Panorama of San Bernardino

Monday, May 20, 2013

Airport musings: from the HD to Ontario to the Bay

I am sitting at the airport in Ontario, California waiting for my flight.  I am reading at Stanford today for a literary journal that published one of my stories and my stomach feels queasy.  I always get the "why did I sign up for this" feeling when I do something different.  I am having that feeling today.

I am outside of my comfort zone and inside of my comfort zone at the same time.  I am in Ontario in the Inland Empire (the "IE"), the city I grew up in, and traveling to the Bay Area where I lived for two years while my husband was in dental school at UCSF.

I didn't stay for Adrian's entire dental school tenure.  I arrived at the beginning of his second year.  I was practicing law at the largest law firm in Houston, Texas and had to take the California bar.  The day I found out I passed the California bar exam was the same day as our law firm prom and I got drunk on martinis to celebrate that I was finally free.  I left the Bay at the beginning of Adrian's final year of dental school when my dad died unexpectedly of pancreatic cancer.

When my dad died, I felt an overwhelming need to come home to the IE.  I found a job at a law firm in Riverside and stayed there for two years.  Eventually, I realized I couldn't do corporate law any longer and ended up at the public defender's office.  Adrian moved back four years ago and we (finally) got married and live in the High Desert which some call the HD.

The HD is located about 75 miles from LA.  You take the 15 freeway north toward Vegas and our area is on the downhill slide where the Cajon Pass ends.  Joshua Trees line the highway.

In the world of the IE, there are champagne cities like Rancho Cucamonga and Palm Springs and there are lower Budweiser type towns like my hometown of Ontario and San Bernardino.  The HD falls somewhere below all of these places.

I hated the HD at first, but the area has grown on me.  The air is clear and it is warm most of the year and blistering hot in the summer.  Plus, it is closer to Vegas (about 2.5 hours).  We live in a rural area on a dirt road but it is a peaceful paradise where you can wake up in the mornings and watch jackrabbits run free.  Living there helps me connect to that creative place in my soul.  And it is only an hour and fifteen minutes from LA with no traffic.  People imagine those from the HD are hillbillies or what people call river rats (those who spend every weekend at "The River").  I am neither.

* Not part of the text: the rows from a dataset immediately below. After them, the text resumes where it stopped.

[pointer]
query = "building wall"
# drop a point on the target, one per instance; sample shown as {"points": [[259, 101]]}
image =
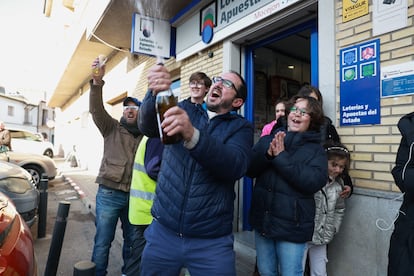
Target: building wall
{"points": [[361, 246], [374, 147]]}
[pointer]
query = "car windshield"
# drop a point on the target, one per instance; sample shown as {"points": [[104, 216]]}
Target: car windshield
{"points": [[26, 135]]}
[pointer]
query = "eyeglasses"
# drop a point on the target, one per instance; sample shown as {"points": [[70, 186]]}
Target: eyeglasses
{"points": [[300, 111], [226, 83], [130, 107], [196, 84]]}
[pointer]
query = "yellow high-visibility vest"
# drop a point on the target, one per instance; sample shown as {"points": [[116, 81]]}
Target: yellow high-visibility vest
{"points": [[142, 191]]}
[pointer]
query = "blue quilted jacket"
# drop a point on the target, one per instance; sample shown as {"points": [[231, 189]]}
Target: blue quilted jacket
{"points": [[195, 190]]}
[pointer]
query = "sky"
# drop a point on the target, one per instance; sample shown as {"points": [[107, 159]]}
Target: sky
{"points": [[26, 47]]}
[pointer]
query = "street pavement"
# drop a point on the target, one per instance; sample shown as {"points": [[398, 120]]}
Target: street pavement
{"points": [[76, 187]]}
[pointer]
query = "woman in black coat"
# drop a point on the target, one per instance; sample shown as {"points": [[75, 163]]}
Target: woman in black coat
{"points": [[289, 167], [401, 252], [328, 133]]}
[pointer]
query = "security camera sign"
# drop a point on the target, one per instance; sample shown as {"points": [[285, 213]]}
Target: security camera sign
{"points": [[150, 36]]}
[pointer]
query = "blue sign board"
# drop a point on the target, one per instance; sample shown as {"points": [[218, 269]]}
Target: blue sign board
{"points": [[359, 71]]}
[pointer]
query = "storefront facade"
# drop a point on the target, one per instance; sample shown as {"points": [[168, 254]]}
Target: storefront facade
{"points": [[277, 46]]}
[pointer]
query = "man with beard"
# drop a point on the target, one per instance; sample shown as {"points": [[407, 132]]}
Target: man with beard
{"points": [[121, 139], [193, 206]]}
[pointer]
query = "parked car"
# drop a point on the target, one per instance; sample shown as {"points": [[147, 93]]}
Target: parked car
{"points": [[35, 164], [29, 142], [17, 255], [18, 185]]}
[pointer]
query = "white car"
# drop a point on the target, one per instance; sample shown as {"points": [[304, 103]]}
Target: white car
{"points": [[35, 164], [29, 142]]}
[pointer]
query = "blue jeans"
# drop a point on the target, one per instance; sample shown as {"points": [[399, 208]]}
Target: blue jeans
{"points": [[133, 267], [166, 252], [276, 257], [110, 205]]}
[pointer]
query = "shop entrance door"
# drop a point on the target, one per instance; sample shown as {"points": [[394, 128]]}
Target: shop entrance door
{"points": [[275, 69]]}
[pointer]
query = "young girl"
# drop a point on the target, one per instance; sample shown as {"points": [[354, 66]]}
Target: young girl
{"points": [[280, 111], [330, 208]]}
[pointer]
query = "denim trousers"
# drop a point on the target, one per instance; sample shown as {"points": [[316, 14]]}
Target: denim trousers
{"points": [[111, 205], [318, 259], [167, 252], [276, 257]]}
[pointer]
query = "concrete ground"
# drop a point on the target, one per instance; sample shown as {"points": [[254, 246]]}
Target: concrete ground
{"points": [[75, 188]]}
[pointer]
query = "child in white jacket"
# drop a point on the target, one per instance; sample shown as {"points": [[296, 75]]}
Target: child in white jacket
{"points": [[330, 208]]}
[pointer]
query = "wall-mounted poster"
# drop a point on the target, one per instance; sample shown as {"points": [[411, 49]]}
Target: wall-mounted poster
{"points": [[360, 84], [150, 36], [397, 80]]}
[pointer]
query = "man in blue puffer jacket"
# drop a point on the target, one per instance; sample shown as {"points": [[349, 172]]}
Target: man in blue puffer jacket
{"points": [[193, 207]]}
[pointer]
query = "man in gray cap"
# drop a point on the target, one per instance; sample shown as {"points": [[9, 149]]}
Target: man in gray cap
{"points": [[121, 139]]}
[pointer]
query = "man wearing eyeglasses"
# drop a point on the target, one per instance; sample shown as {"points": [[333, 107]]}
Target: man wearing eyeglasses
{"points": [[121, 139], [193, 207]]}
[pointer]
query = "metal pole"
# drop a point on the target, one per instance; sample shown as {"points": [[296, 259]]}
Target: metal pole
{"points": [[84, 268], [42, 211], [57, 239]]}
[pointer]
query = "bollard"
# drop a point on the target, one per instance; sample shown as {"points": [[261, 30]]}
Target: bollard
{"points": [[84, 268], [57, 239], [42, 209]]}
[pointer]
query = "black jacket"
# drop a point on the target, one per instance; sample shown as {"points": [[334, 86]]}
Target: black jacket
{"points": [[403, 172], [283, 205]]}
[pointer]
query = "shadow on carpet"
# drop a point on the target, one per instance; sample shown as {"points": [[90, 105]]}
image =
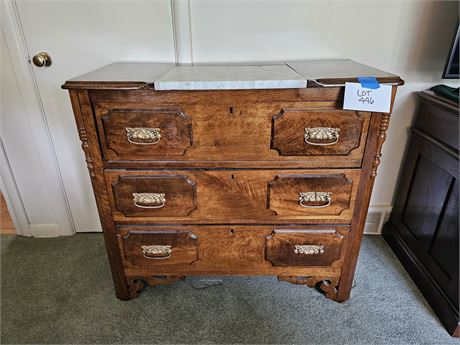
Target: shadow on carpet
{"points": [[60, 291]]}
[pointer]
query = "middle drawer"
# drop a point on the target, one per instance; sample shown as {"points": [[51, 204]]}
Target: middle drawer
{"points": [[233, 196]]}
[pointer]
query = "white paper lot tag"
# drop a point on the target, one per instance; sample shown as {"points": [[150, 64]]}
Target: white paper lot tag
{"points": [[362, 98]]}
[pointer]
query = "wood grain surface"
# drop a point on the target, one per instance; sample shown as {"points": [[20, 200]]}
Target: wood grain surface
{"points": [[233, 196]]}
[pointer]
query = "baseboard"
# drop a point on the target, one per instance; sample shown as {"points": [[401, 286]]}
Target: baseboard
{"points": [[45, 230], [376, 217], [428, 287]]}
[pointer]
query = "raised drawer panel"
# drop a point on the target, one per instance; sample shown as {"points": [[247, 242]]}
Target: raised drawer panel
{"points": [[211, 134], [298, 132], [152, 248], [154, 195], [144, 134], [309, 194], [305, 247], [227, 249], [233, 196]]}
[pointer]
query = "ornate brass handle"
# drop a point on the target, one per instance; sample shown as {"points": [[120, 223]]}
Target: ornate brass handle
{"points": [[143, 136], [321, 136], [308, 249], [156, 252], [315, 199], [149, 200]]}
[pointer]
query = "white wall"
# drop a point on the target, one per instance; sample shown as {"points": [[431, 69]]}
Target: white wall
{"points": [[408, 38]]}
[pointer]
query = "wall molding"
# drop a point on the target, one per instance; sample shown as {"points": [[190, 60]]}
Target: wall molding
{"points": [[182, 30]]}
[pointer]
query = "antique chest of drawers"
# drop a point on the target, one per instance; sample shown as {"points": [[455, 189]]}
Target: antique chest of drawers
{"points": [[230, 170]]}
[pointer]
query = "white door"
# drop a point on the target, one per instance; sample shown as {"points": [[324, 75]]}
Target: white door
{"points": [[81, 36]]}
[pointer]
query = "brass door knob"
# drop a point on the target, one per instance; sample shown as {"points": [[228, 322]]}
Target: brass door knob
{"points": [[42, 59]]}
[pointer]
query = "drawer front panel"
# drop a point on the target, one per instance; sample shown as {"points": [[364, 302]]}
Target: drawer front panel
{"points": [[144, 134], [298, 132], [310, 194], [230, 132], [305, 247], [154, 195], [233, 196], [152, 248], [228, 249]]}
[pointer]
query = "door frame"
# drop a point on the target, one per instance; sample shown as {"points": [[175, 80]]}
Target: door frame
{"points": [[62, 224]]}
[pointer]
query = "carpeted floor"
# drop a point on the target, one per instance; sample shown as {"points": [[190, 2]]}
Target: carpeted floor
{"points": [[60, 291]]}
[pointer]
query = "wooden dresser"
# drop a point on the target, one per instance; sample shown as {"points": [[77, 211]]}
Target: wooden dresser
{"points": [[258, 180], [423, 229]]}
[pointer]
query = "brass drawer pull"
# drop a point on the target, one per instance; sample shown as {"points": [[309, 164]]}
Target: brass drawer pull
{"points": [[321, 135], [315, 199], [156, 252], [308, 249], [143, 136], [149, 200]]}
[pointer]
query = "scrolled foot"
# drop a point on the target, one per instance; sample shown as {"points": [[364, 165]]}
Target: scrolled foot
{"points": [[326, 285]]}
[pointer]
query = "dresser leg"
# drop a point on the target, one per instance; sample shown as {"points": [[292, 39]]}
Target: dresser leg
{"points": [[135, 287], [137, 284], [325, 285]]}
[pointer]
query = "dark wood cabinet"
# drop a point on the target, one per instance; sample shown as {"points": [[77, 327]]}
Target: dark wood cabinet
{"points": [[423, 229]]}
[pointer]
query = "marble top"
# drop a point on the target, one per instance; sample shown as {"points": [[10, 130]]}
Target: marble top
{"points": [[230, 77], [258, 75]]}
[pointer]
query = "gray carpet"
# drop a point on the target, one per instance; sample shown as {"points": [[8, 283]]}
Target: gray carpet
{"points": [[60, 291]]}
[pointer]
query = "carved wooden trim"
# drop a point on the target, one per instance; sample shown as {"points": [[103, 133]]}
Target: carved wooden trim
{"points": [[385, 121], [84, 144], [326, 285]]}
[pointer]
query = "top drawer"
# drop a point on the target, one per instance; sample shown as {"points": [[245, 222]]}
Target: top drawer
{"points": [[270, 133]]}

These are my airport musings.  I watch as all of these people line up and wonder what they are thinking.  Are they thinking of their home towns or their journey?  Do people even reflect anymore?
They are calling us to board as I write these final words.

Time for another adventure.   Bay Area here I come.








2 comments:

  1. You're doing a reading of your own original work - that's amazing! Good luck and have fun.